Blog entry by Robert Christy, studio #18
I create many different kinds of art, from serious paintings to playful wooden crank toys, but the kind of painting I enjoy most is plein air – painting in the great out of doors. I like it because it gives me a great excuse to be in beautiful places, and observe them closely. It’s amazing what wildlife, plants and insects (Poison Ivy? Watch your feet for ants!), and subtle changes in weather and mood you can experience if you’re just quiet and there and looking.
I used to be a fly fisherman and that involved some of the same elements. In fact, plein air painting is a lot like fishing!
You never know what you’re going to come home with when you head out for the day. Maybe a lunker, maybe you get skunked. And it doesn’t take a lot of fancy equipment. Mostly you just have to pick your spot and concentrate on making it work for you.
I do have few special tools I like to have handy when I paint outdoors – besides the bug spray. You need to work fast – the sun is always moving and the shadows change and the day will end. So, I use a portable easel that sets up quickly (some people prefer the “French easel” but those don’t work well with large canvases – they blow over). Also, I like to get my drafting done quickly. I put a grid on my canvas, and then use a matted, gridded clear plastic to hold up to the scene I chose. Then, with the scene framed, you transfer the main shapes to the grid on the canvas (using pencil or – pick your color – black, blue, yellow, red; doesn’t matter because you will cover it up along with the grid lines). I also keep a straight edge handy for straight lines if I’m painting buildings (just hold it near the canvas and run the brush along its side). One other very useful tool if you paint with acrylics is a spray bottle filled with water. You can wash your brushes on the spot, and if the paint is drying too fast, you just spray down the entire painting. I’ve painted in the desert a lot and on a hot day there, the paint almost dries on the brush as you try to get it to the canvas. Sprayed my own head to cool off once or twice, too.
Speaking of the painter’s comfort, I usually wear boots (especially in the desert – lots of bitey and pokey things there) and a long-sleeved white shirt for sun protection. A large-brimmed straw hat is nice too, but it makes you look like everyone’s image of Van Gogh which is a bit of a kick-me sign. Someone is sure to stop and offer you advice about what is missing/needed/not right in the painting!
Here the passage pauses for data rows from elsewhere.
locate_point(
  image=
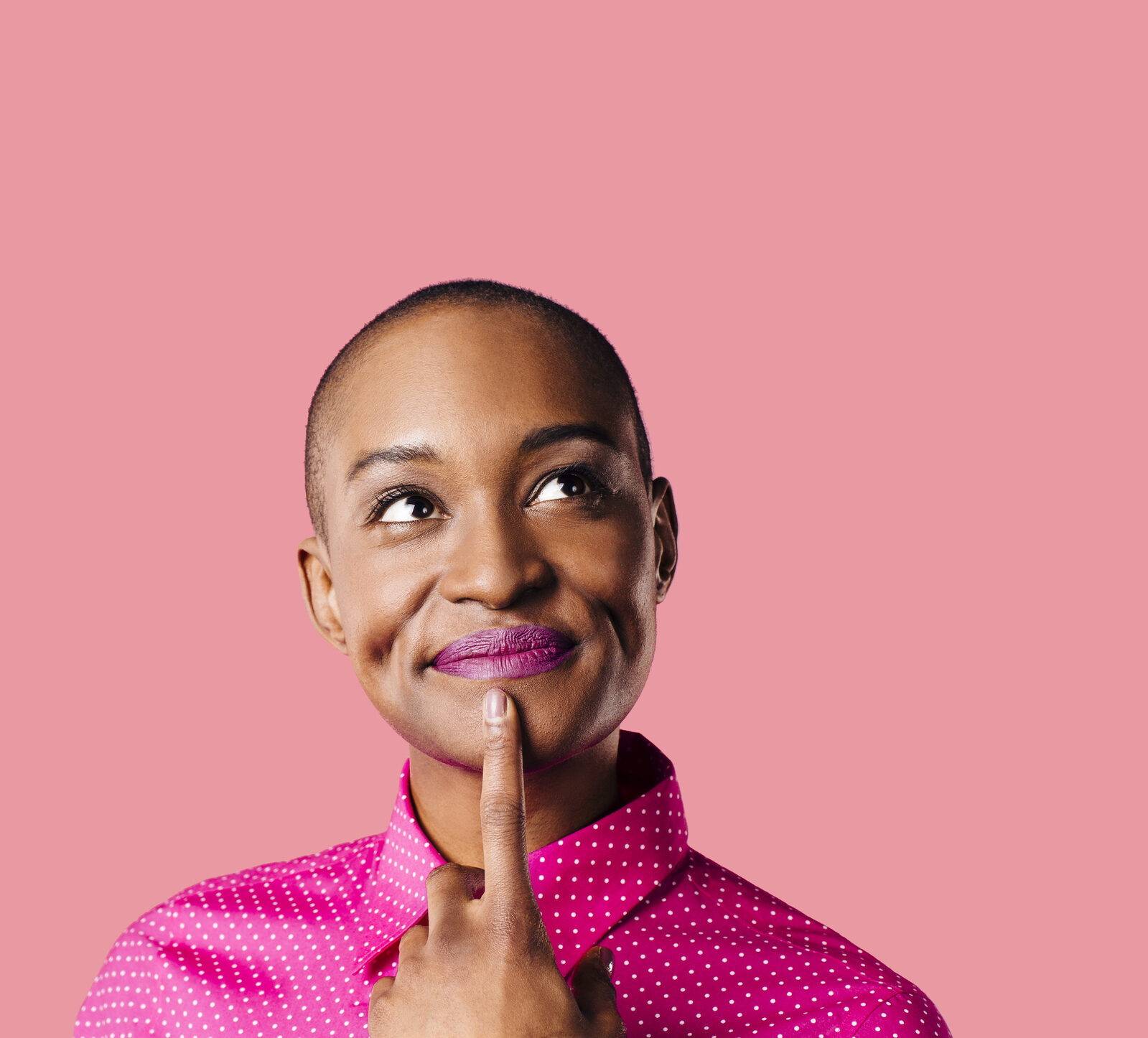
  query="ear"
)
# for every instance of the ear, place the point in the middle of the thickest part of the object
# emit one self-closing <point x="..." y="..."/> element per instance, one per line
<point x="665" y="534"/>
<point x="319" y="593"/>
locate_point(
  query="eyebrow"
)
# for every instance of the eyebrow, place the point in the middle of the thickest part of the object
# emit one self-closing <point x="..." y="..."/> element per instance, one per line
<point x="535" y="440"/>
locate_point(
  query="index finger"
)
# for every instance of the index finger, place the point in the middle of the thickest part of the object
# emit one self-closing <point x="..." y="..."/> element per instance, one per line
<point x="503" y="806"/>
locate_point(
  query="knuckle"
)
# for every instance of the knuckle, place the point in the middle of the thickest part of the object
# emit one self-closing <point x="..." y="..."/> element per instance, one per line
<point x="503" y="814"/>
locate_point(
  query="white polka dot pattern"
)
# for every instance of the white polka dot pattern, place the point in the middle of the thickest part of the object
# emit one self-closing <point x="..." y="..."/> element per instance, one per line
<point x="294" y="948"/>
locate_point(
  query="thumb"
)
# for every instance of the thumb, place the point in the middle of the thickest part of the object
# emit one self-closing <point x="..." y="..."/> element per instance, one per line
<point x="594" y="989"/>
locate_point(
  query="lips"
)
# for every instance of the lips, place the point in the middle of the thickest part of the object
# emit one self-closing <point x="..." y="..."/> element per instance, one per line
<point x="504" y="653"/>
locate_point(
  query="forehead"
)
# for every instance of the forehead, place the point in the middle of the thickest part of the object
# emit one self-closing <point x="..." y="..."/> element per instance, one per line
<point x="465" y="377"/>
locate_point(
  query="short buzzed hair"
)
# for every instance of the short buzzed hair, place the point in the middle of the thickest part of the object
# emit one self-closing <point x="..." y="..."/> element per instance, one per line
<point x="571" y="327"/>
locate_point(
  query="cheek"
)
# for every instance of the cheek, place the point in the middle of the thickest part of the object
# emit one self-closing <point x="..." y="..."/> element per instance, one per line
<point x="615" y="567"/>
<point x="377" y="599"/>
I haven’t mentioned yet how I choose my scenes, or compose a painting. But that’s the easy part. Once you’ve found a place worth painting, subjects worth painting will be all over. When I first moved to Northfield a few years ago, I looked around for a few weeks, both in town and in the countryside, for places to paint. I quickly settled on the Riverwalk area, because there was something worth painting in every direction. The were trees for shade so I didn’t have to paint in the sun. I was out of the way of traffic (country roads in Minnesota can be dusty and hazardous). There were old buildings and rocky textures and water and people. Everything a painter might want in a scene.
One last thing about outdoor painting. Just like fishing, it can be more fun if you go out with friends. You can get instant feedback, see how they approach a subject, and steal their ideas. Maybe there’s a little playful competition? And it gives you a little extra stick-to-it when the bugs or the wind or silence just make you want to give up and go home. Hang in there and now that you’re here just start a painting – you never know what you might catch.